Hello Everyone:waving:
A commercial lot that I have been plowing for several years wants me to bid salting for them. They are supplying the salt. I plan on buying a v salter. What would be a good bid per hour for salting? thanks


----------



## grandview (Oct 9, 2005)

Why dog it by the hr,bid it per ton or appl.


----------



## SnowGuy73 (Apr 7, 2003)

btravis7;1701041 said:


> Hello Everyone:waving:
> A commercial lot that I have been plowing for several years wants me to bid salting for them. They are supplying the salt. I plan on buying a v salter. What would be a good bid per hour for salting? thanks


Hourly, for salting?!?!

How big is this lot?


----------



## Rc2505 (Feb 5, 2007)

Figure out how long it will take to do the lot, and multiply that times what you need to break even and fuel, insurance, cost of equipment, labor, and add your profit. That will be your lucky number.


----------



## btravis7 (Dec 30, 2013)

The lot is similar to a Lowes or Home Depot. They supply the salt (which I assume its in bags because they probably get it at a discount). And they asked me for a bid by the hour. So I just have to figure my fuel, wear on tear on my truck and spreader, my time spreading and insurance.


----------



## jrs.landscaping (Nov 18, 2012)

$100 per hour.....

And you aren't really putting bagged salt in a v box are you?


----------



## jrs.landscaping (Nov 18, 2012)

And hourly I have a two hour minimum.......


----------



## grandview (Oct 9, 2005)

So what is the cost of wear and tear for an hr?


----------



## btravis7 (Dec 30, 2013)

It might not be bagged salt but I've never heard of a lowes or home depot having bulk salt so that's why im assuming its bagged. As far as wear and tear, salting this lot shouldn't take more than an hour. So maybe a 1/4 of fuel at the most.


----------



## grandview (Oct 9, 2005)

1/4 gallon of gas I hope. And don't use their figure for salt cost,figure your salt cost plus time.


----------



## SnowGuy73 (Apr 7, 2003)

btravis7;1701869 said:


> It might not be bagged salt but I've never heard of a lowes or home depot having bulk salt so that's why im assuming its bagged. As far as wear and tear, salting this lot shouldn't take more than an hour. So maybe a 1/4 of fuel at the most.

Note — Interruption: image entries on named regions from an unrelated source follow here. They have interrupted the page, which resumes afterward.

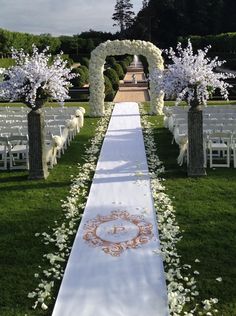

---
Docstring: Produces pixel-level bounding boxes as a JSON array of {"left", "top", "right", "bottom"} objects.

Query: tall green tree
[
  {"left": 142, "top": 0, "right": 148, "bottom": 9},
  {"left": 112, "top": 0, "right": 135, "bottom": 33}
]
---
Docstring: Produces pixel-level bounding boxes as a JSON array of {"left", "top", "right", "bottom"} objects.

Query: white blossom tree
[
  {"left": 0, "top": 45, "right": 75, "bottom": 179},
  {"left": 151, "top": 40, "right": 234, "bottom": 176}
]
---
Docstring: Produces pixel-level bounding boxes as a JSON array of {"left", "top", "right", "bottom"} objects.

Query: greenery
[
  {"left": 128, "top": 0, "right": 236, "bottom": 48},
  {"left": 0, "top": 102, "right": 236, "bottom": 316},
  {"left": 70, "top": 67, "right": 86, "bottom": 88},
  {"left": 178, "top": 32, "right": 236, "bottom": 57},
  {"left": 119, "top": 60, "right": 128, "bottom": 73},
  {"left": 112, "top": 63, "right": 124, "bottom": 80},
  {"left": 79, "top": 65, "right": 89, "bottom": 83},
  {"left": 141, "top": 101, "right": 236, "bottom": 316},
  {"left": 80, "top": 57, "right": 89, "bottom": 68},
  {"left": 0, "top": 102, "right": 103, "bottom": 316},
  {"left": 0, "top": 58, "right": 15, "bottom": 68},
  {"left": 104, "top": 68, "right": 119, "bottom": 90},
  {"left": 112, "top": 0, "right": 135, "bottom": 32},
  {"left": 104, "top": 76, "right": 115, "bottom": 101}
]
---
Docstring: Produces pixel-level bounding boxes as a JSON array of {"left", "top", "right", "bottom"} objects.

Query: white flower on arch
[{"left": 89, "top": 40, "right": 164, "bottom": 116}]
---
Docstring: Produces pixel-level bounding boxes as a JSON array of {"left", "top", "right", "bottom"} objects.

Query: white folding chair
[
  {"left": 0, "top": 136, "right": 8, "bottom": 170},
  {"left": 231, "top": 132, "right": 236, "bottom": 168},
  {"left": 8, "top": 135, "right": 29, "bottom": 170}
]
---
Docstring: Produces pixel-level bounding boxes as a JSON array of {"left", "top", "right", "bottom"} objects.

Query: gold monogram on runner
[{"left": 83, "top": 210, "right": 154, "bottom": 257}]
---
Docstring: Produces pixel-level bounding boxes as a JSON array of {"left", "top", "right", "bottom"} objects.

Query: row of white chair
[{"left": 0, "top": 108, "right": 85, "bottom": 170}]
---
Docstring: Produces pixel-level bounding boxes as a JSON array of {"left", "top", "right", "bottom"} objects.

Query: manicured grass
[
  {"left": 146, "top": 107, "right": 236, "bottom": 316},
  {"left": 0, "top": 102, "right": 98, "bottom": 316}
]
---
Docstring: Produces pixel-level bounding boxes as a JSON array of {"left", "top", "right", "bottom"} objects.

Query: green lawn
[
  {"left": 0, "top": 102, "right": 98, "bottom": 316},
  {"left": 150, "top": 107, "right": 236, "bottom": 316},
  {"left": 0, "top": 102, "right": 236, "bottom": 316}
]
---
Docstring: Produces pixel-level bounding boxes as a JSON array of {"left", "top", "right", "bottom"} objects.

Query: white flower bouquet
[
  {"left": 151, "top": 40, "right": 234, "bottom": 105},
  {"left": 0, "top": 45, "right": 76, "bottom": 109}
]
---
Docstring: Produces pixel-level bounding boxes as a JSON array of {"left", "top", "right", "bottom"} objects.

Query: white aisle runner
[{"left": 53, "top": 102, "right": 169, "bottom": 316}]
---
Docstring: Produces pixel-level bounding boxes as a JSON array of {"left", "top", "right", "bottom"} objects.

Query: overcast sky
[{"left": 0, "top": 0, "right": 142, "bottom": 35}]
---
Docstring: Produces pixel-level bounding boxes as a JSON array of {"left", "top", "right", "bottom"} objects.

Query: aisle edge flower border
[
  {"left": 89, "top": 40, "right": 164, "bottom": 116},
  {"left": 28, "top": 103, "right": 114, "bottom": 310},
  {"left": 139, "top": 104, "right": 221, "bottom": 316},
  {"left": 28, "top": 103, "right": 221, "bottom": 316}
]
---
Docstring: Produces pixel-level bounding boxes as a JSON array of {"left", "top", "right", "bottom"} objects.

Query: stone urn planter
[{"left": 27, "top": 99, "right": 49, "bottom": 180}]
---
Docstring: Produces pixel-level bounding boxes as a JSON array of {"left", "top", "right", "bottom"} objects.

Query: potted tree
[
  {"left": 151, "top": 40, "right": 234, "bottom": 177},
  {"left": 0, "top": 45, "right": 75, "bottom": 179}
]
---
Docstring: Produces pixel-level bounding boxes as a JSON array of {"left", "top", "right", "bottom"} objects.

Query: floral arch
[{"left": 89, "top": 40, "right": 164, "bottom": 116}]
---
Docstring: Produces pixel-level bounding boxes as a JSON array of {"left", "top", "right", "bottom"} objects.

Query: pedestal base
[{"left": 28, "top": 109, "right": 49, "bottom": 180}]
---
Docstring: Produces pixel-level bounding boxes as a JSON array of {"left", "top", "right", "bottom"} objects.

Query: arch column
[{"left": 89, "top": 40, "right": 164, "bottom": 116}]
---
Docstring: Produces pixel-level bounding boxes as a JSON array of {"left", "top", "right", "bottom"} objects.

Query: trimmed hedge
[
  {"left": 119, "top": 60, "right": 128, "bottom": 73},
  {"left": 70, "top": 67, "right": 86, "bottom": 88},
  {"left": 104, "top": 68, "right": 119, "bottom": 90},
  {"left": 112, "top": 63, "right": 124, "bottom": 80},
  {"left": 104, "top": 76, "right": 115, "bottom": 101},
  {"left": 79, "top": 65, "right": 89, "bottom": 83},
  {"left": 106, "top": 56, "right": 116, "bottom": 67},
  {"left": 178, "top": 32, "right": 236, "bottom": 53},
  {"left": 80, "top": 57, "right": 89, "bottom": 68}
]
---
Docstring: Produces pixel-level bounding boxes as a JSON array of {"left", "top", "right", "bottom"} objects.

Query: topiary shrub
[
  {"left": 112, "top": 63, "right": 124, "bottom": 80},
  {"left": 106, "top": 56, "right": 116, "bottom": 67},
  {"left": 70, "top": 67, "right": 86, "bottom": 88},
  {"left": 104, "top": 76, "right": 115, "bottom": 101},
  {"left": 119, "top": 60, "right": 128, "bottom": 73},
  {"left": 79, "top": 65, "right": 89, "bottom": 83},
  {"left": 80, "top": 57, "right": 89, "bottom": 68},
  {"left": 104, "top": 68, "right": 119, "bottom": 90}
]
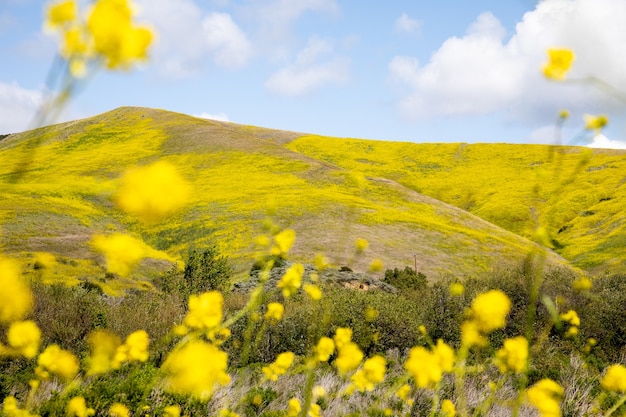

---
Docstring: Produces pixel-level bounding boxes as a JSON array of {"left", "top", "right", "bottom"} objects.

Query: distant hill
[{"left": 0, "top": 107, "right": 626, "bottom": 291}]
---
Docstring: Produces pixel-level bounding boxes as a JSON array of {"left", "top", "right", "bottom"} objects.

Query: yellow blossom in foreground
[
  {"left": 116, "top": 161, "right": 191, "bottom": 223},
  {"left": 35, "top": 345, "right": 79, "bottom": 380},
  {"left": 494, "top": 336, "right": 528, "bottom": 373},
  {"left": 276, "top": 264, "right": 304, "bottom": 297},
  {"left": 526, "top": 379, "right": 563, "bottom": 417},
  {"left": 441, "top": 399, "right": 456, "bottom": 417},
  {"left": 91, "top": 233, "right": 148, "bottom": 277},
  {"left": 162, "top": 340, "right": 230, "bottom": 400},
  {"left": 600, "top": 365, "right": 626, "bottom": 393},
  {"left": 7, "top": 320, "right": 41, "bottom": 359},
  {"left": 287, "top": 398, "right": 302, "bottom": 417},
  {"left": 315, "top": 336, "right": 335, "bottom": 362},
  {"left": 67, "top": 397, "right": 96, "bottom": 417},
  {"left": 543, "top": 49, "right": 575, "bottom": 81},
  {"left": 303, "top": 284, "right": 322, "bottom": 301},
  {"left": 583, "top": 114, "right": 609, "bottom": 131},
  {"left": 0, "top": 256, "right": 33, "bottom": 323},
  {"left": 262, "top": 352, "right": 295, "bottom": 381},
  {"left": 351, "top": 355, "right": 387, "bottom": 392},
  {"left": 263, "top": 303, "right": 285, "bottom": 322},
  {"left": 471, "top": 290, "right": 511, "bottom": 333},
  {"left": 109, "top": 403, "right": 130, "bottom": 417},
  {"left": 184, "top": 291, "right": 224, "bottom": 330},
  {"left": 272, "top": 229, "right": 296, "bottom": 255},
  {"left": 335, "top": 342, "right": 363, "bottom": 376},
  {"left": 559, "top": 310, "right": 580, "bottom": 326}
]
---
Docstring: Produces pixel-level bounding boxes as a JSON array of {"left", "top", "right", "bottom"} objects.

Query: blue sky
[{"left": 0, "top": 0, "right": 626, "bottom": 147}]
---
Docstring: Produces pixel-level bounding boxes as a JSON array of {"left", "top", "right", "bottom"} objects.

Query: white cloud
[
  {"left": 193, "top": 112, "right": 230, "bottom": 122},
  {"left": 393, "top": 13, "right": 421, "bottom": 33},
  {"left": 0, "top": 82, "right": 43, "bottom": 134},
  {"left": 587, "top": 133, "right": 626, "bottom": 149},
  {"left": 202, "top": 13, "right": 252, "bottom": 68},
  {"left": 265, "top": 37, "right": 350, "bottom": 96},
  {"left": 389, "top": 0, "right": 626, "bottom": 124}
]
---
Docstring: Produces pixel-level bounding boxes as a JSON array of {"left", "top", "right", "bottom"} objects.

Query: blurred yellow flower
[
  {"left": 600, "top": 365, "right": 626, "bottom": 393},
  {"left": 471, "top": 290, "right": 511, "bottom": 333},
  {"left": 7, "top": 320, "right": 41, "bottom": 359},
  {"left": 526, "top": 379, "right": 563, "bottom": 417},
  {"left": 114, "top": 160, "right": 191, "bottom": 223},
  {"left": 276, "top": 264, "right": 304, "bottom": 297},
  {"left": 441, "top": 399, "right": 456, "bottom": 417},
  {"left": 0, "top": 256, "right": 33, "bottom": 323},
  {"left": 109, "top": 403, "right": 130, "bottom": 417},
  {"left": 184, "top": 291, "right": 224, "bottom": 330},
  {"left": 91, "top": 233, "right": 149, "bottom": 277},
  {"left": 315, "top": 336, "right": 335, "bottom": 362},
  {"left": 335, "top": 342, "right": 363, "bottom": 376},
  {"left": 35, "top": 345, "right": 79, "bottom": 380},
  {"left": 583, "top": 114, "right": 609, "bottom": 132},
  {"left": 494, "top": 336, "right": 528, "bottom": 373},
  {"left": 161, "top": 340, "right": 230, "bottom": 400},
  {"left": 272, "top": 229, "right": 296, "bottom": 256},
  {"left": 350, "top": 355, "right": 387, "bottom": 392},
  {"left": 67, "top": 397, "right": 96, "bottom": 417},
  {"left": 543, "top": 49, "right": 575, "bottom": 81},
  {"left": 263, "top": 303, "right": 285, "bottom": 322},
  {"left": 262, "top": 352, "right": 295, "bottom": 381}
]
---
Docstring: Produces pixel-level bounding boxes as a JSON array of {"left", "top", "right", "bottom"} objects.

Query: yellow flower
[
  {"left": 287, "top": 398, "right": 302, "bottom": 417},
  {"left": 583, "top": 114, "right": 609, "bottom": 131},
  {"left": 600, "top": 365, "right": 626, "bottom": 393},
  {"left": 334, "top": 327, "right": 352, "bottom": 349},
  {"left": 67, "top": 397, "right": 96, "bottom": 417},
  {"left": 163, "top": 405, "right": 180, "bottom": 417},
  {"left": 351, "top": 356, "right": 387, "bottom": 392},
  {"left": 354, "top": 238, "right": 369, "bottom": 253},
  {"left": 0, "top": 256, "right": 33, "bottom": 323},
  {"left": 448, "top": 282, "right": 465, "bottom": 297},
  {"left": 335, "top": 342, "right": 363, "bottom": 376},
  {"left": 91, "top": 233, "right": 148, "bottom": 277},
  {"left": 184, "top": 291, "right": 224, "bottom": 330},
  {"left": 162, "top": 340, "right": 230, "bottom": 400},
  {"left": 35, "top": 345, "right": 78, "bottom": 380},
  {"left": 109, "top": 403, "right": 130, "bottom": 417},
  {"left": 471, "top": 290, "right": 511, "bottom": 333},
  {"left": 46, "top": 0, "right": 78, "bottom": 29},
  {"left": 303, "top": 284, "right": 322, "bottom": 301},
  {"left": 262, "top": 352, "right": 295, "bottom": 381},
  {"left": 272, "top": 229, "right": 296, "bottom": 256},
  {"left": 276, "top": 264, "right": 304, "bottom": 297},
  {"left": 559, "top": 310, "right": 580, "bottom": 326},
  {"left": 543, "top": 49, "right": 575, "bottom": 81},
  {"left": 494, "top": 336, "right": 528, "bottom": 373},
  {"left": 263, "top": 303, "right": 285, "bottom": 322},
  {"left": 7, "top": 320, "right": 41, "bottom": 359},
  {"left": 526, "top": 379, "right": 563, "bottom": 417},
  {"left": 441, "top": 399, "right": 456, "bottom": 417},
  {"left": 114, "top": 161, "right": 191, "bottom": 223},
  {"left": 315, "top": 336, "right": 335, "bottom": 362}
]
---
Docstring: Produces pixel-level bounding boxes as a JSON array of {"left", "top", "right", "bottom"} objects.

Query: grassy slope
[
  {"left": 0, "top": 108, "right": 588, "bottom": 291},
  {"left": 288, "top": 136, "right": 626, "bottom": 272}
]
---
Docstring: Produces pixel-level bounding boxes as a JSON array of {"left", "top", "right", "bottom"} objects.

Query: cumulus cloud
[
  {"left": 0, "top": 82, "right": 43, "bottom": 134},
  {"left": 587, "top": 133, "right": 626, "bottom": 149},
  {"left": 388, "top": 0, "right": 626, "bottom": 123},
  {"left": 265, "top": 37, "right": 350, "bottom": 96},
  {"left": 194, "top": 112, "right": 230, "bottom": 122},
  {"left": 393, "top": 13, "right": 421, "bottom": 33}
]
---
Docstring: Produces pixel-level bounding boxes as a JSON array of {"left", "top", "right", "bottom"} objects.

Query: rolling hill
[{"left": 0, "top": 107, "right": 626, "bottom": 292}]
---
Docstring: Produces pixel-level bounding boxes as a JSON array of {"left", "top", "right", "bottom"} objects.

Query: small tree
[{"left": 183, "top": 246, "right": 233, "bottom": 294}]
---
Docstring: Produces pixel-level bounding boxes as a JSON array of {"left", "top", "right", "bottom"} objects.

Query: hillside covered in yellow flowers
[{"left": 0, "top": 107, "right": 626, "bottom": 291}]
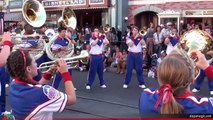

If that's the case buy a tailgate spreader like a Snowex 575 and use that... Cheaper up front investment plus it will take you longer. Which is good because you're paid by the hour!


----------



## jrs.landscaping (Nov 18, 2012)

Lowe's and home depot don't supply their contractors with salt..........


----------



## grandview (Oct 9, 2005)

sub of a sub


----------



## btravis7 (Dec 30, 2013)

Its a Menards. And their not the only lot I would be salting. They are just the only place supplying salt.


----------



## SnowGuy73 (Apr 7, 2003)

btravis7;1701888 said:


> Its a Menards. And their not the only lot I would be salting. They are just the only place supplying salt.


This makes sense now..... Menards has the worst looking parking lots around.

They don't know who is in charge, what they want or when they want it! All they know is it has to be cheap, low bid gets it!

This is the way it is at the couple around here, both summer and winter maintenance.


----------



## Italiano67 (Feb 16, 2005)

What he said x2


----------



## NortheastSNO (Dec 9, 2013)

I have never heard of this, 

1) Bagged salt through a v box is going to be time to load, i did this one year and holy crap i found muscles that i didnt know i had.
2) lowes lots on average use 2.5 tons that is a whole lot of bags
3) If they are telling that they buying salt how are you going to get it during the middle if the night salt run


----------